EUR/USD & GBP/USD Analysis – The EUR/USD moved lower on Wednesday but rebounded from its lows as yield differentials continue to favor the greenback. A narrowing of the Eurozone current account surplus help the greenback gain traction. Support on the currency pair is seen near an upward sloping trend line that connects the lows in March to the lows in June and comes in near 1.0922. Momentum has turned negative as the MACD (moving average convergence divergence) index generated a sell signal. This occurs as the spread (the 12-day moving average minus the 26-day moving average) crosses below the 9-day moving average of the spread.
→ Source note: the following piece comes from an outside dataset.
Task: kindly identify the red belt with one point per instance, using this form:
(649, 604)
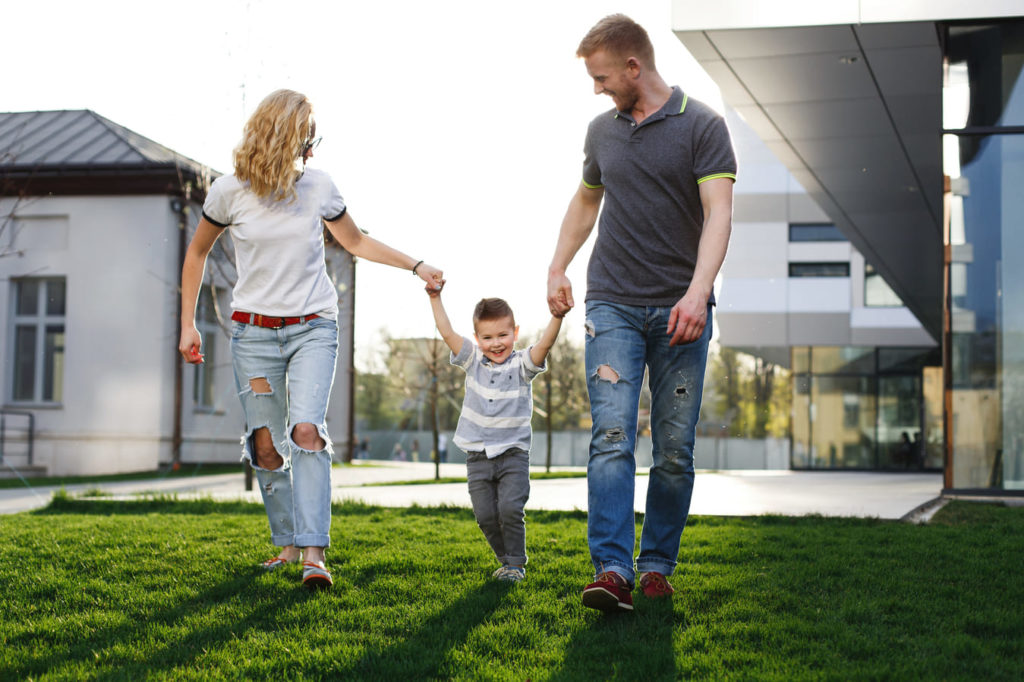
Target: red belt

Eurozone current account surplus narrowed in May. The Eurozone posted a current account surplus of EUR 30.8 billion in May down from EUR 36.4 billion in the previous month. The data still points to a marked widening of the current account surplus in the second quarter, thanks to a wider trade surplus.
The GBP/USD pair bounced slightly during the course of the session on Wednesday, as we continue to grind back and forth. Ultimately though, this is a market that seems to be very soft so therefore it’s likely that an exhaustive candle above will be reason enough to start selling. The 1.35 level above seems to be a bit of a “ceiling” in this market, and with the United Kingdom leaving the European Union it makes quite a bit of sense that we continue to the downside over the longer term. I have no interest in buying this pair.